The Greek's Forbidden Bride
Page 16
‘This is crazy!’ He stood up and began pacing the room. He slammed his fist on the wall and was grimly satisfied when she swung around to look at him. That remarkable hair, which he had brushed, played with, threaded through his fingers, hung around her like a fall of vanilla silk. His hands itched to touch it again, to touch her again, and his weakness was driving him crazy. He paused to position himself right by her, then leaned over her, face darkly angry.
‘Why ask questions about a future when you can destroy the present in the process?’
Abby thought of the life growing inside her. Actually, she wanted to say, I have a pretty good reason now that you mention it. She didn’t need much of an imagination to figure out what his reaction would be.
‘You don’t even sound as though you like me, Theo,’ she said hollowly.
‘For God’s sake! Of course I like you!’ He pushed himself away from her. ‘What sort of self-pitying remark is that?’
Abby didn’t look at him. She stared straight ahead at the door of the sitting room, which was almost closed. She needed him to go. Soon. Now. Just having him share her space was tearing her to shreds.
‘Well?’ he demanded harshly. ‘Do you think I would ever sleep with a woman I didn’t like?’
Abby shrugged. ‘You tell me, Theo. Would you? It’s not so very much worse than sleeping with a woman you don’t trust, is it?’
When he didn’t immediately answer she inclined her head to look at him. He was leaning against the wall, hands thrust aggressively into his pockets. She knew that as far as he was concerned trust didn’t enter into the equation. Just so long as she didn’t demand anything of him, didn’t try to pin him down, then things were fine. He could dispense money, could talk about maintaining her, but as long as the situation remained fully within his control he could continue to enjoy what they had. Asking for more raised ugly questions.
‘You’re determined to push this to a conclusion, aren’t you?’ He interpreted her silence for assent. ‘How could you ever expect that I would trust you?’
‘Because…’
‘Because we made a good team between the sheets?’
That stung. Control was now something very small bobbing about on rough seas, something she was finding difficult to get a hold of.
Was that all he saw? The laughter, the times they had shared with Jamie, the conversation…did it all come down, for him, to a necessary part of getting her between those sheets so that he could have a good time? She couldn’t believe it, but that was what he was saying, wasn’t it? She bit back the dam waiting to burst and gathered herself together sufficiently to point to the sitting room door. No shaking finger. That would come later.
‘Out.’
‘When I walk through that door I won’t be walking back,’ Theo said grimly. ‘I have never begged for a woman and I am certainly not intending to start now.’
Abby, who couldn’t bear to look at him, gritted her teeth. Prolonging the conversation was a waste of time. She could never convince him that he could trust her and, even if she could, it would make no difference. He didn’t love her and he never would.
She was aware of him moving but it was only when he came into her line of vision, when he had pulled open the door and was standing there, starkly silhouetted by the light in the hall shining behind him, that she truly looked at him.

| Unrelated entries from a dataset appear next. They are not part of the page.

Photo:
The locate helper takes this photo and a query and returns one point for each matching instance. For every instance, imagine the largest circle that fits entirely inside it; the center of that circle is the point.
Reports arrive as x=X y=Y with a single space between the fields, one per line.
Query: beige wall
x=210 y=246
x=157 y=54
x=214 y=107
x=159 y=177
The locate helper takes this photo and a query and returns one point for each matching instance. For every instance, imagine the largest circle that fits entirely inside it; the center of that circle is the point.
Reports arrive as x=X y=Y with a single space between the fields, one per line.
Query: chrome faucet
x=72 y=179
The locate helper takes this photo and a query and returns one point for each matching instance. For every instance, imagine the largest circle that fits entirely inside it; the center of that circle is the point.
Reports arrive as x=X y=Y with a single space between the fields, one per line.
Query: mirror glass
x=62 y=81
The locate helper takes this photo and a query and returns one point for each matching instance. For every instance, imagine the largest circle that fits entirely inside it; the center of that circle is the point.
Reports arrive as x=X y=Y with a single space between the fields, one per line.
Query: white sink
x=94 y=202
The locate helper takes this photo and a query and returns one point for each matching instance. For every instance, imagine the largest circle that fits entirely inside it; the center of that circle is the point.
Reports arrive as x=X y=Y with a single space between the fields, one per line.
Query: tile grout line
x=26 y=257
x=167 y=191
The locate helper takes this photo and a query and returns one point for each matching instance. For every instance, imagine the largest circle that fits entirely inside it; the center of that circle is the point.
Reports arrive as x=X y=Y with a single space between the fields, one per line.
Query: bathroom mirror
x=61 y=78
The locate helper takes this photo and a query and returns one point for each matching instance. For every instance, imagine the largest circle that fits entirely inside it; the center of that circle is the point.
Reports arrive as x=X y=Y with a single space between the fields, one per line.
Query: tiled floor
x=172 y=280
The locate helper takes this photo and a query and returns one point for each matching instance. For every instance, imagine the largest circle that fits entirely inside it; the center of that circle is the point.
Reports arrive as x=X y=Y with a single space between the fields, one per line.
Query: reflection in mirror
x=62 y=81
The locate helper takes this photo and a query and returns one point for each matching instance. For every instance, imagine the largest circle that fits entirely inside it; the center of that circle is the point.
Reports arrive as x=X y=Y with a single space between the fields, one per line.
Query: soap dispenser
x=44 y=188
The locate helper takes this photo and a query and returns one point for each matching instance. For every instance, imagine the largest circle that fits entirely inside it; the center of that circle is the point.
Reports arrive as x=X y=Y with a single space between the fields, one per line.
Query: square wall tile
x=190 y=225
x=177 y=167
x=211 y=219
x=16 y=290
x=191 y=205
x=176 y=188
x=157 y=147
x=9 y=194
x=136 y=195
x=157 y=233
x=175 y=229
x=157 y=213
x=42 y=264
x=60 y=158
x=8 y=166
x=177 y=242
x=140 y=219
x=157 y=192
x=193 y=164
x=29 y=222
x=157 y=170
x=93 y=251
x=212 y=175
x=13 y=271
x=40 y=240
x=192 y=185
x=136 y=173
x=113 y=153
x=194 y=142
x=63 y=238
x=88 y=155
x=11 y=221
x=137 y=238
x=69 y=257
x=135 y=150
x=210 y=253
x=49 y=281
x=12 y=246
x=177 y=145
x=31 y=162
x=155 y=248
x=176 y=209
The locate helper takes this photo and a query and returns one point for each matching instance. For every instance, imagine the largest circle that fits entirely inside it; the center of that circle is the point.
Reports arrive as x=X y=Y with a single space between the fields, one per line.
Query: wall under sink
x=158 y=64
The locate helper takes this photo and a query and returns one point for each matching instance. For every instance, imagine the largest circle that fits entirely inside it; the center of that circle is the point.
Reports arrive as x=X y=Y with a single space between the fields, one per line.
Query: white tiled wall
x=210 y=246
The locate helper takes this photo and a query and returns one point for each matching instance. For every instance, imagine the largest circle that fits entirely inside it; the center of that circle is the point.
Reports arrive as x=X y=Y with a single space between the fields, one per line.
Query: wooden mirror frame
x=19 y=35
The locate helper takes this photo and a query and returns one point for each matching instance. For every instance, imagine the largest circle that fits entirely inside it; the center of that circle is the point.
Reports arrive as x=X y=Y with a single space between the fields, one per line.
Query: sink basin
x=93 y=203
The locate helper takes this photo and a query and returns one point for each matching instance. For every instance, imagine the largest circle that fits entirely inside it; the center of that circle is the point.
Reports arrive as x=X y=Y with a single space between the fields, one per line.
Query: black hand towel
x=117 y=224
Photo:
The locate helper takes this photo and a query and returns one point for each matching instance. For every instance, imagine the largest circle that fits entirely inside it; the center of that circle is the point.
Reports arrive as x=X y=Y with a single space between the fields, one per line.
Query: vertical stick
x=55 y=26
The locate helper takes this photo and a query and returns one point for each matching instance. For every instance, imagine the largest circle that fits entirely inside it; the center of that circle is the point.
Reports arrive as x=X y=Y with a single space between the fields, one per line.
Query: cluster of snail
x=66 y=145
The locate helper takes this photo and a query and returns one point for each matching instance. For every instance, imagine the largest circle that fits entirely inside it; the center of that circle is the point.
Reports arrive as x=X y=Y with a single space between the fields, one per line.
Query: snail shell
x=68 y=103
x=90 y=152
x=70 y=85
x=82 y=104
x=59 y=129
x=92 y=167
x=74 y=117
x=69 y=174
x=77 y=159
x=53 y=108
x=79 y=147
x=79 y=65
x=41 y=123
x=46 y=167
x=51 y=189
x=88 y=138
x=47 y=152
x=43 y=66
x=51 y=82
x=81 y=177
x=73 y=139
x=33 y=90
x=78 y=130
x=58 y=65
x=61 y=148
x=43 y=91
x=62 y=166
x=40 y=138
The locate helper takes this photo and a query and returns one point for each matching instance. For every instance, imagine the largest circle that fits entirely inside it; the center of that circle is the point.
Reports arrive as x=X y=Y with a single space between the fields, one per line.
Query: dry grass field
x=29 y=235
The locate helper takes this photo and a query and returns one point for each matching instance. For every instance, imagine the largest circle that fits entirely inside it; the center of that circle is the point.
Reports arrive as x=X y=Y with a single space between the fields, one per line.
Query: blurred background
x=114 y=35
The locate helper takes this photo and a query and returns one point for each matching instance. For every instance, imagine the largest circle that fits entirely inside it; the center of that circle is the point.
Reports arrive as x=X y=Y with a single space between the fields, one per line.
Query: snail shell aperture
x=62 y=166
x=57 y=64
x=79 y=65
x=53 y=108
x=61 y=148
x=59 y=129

‘What will you tell Jamie?’ Theo asked roughly.
‘Do you care?’ She saw his jaw clench and his face darkened. ‘I’ll tell him that…that you had to return to Greece and that we probably won’t be seeing you again…He’ll understand. Kids adapt. He’ll have forgotten all about you in two weeks’ time.’ She barely noticed the shadow that crossed his face at those words. Her mind was already vaulting ahead to a life without him in it.
‘Right.’ Dammit! She wouldn’t even look at him! He had walked through that front door with champagne and apologies. He was leaving with a sackful of memories. And, he told himself, it was for the best. She had been a pleasing distraction but that was it and it would have been unfair on her to have continued what they had for longer anyway. But she still wasn’t looking at him. He felt stupidly deprived of his right to leave on the last word.
In the end he simply turned his back, gathering his jacket en route, leaving with a quiet click of the front door.
Released from the tension, Abby felt herself go limp like a rag doll. She almost expected to hear the ring of the doorbell, could hardly believe that everything could end so quickly and quietly, but there was no ring and, after a couple of moments, she heard the sound of his engine starting and the crunch of the tyres as he sped away from her and her life.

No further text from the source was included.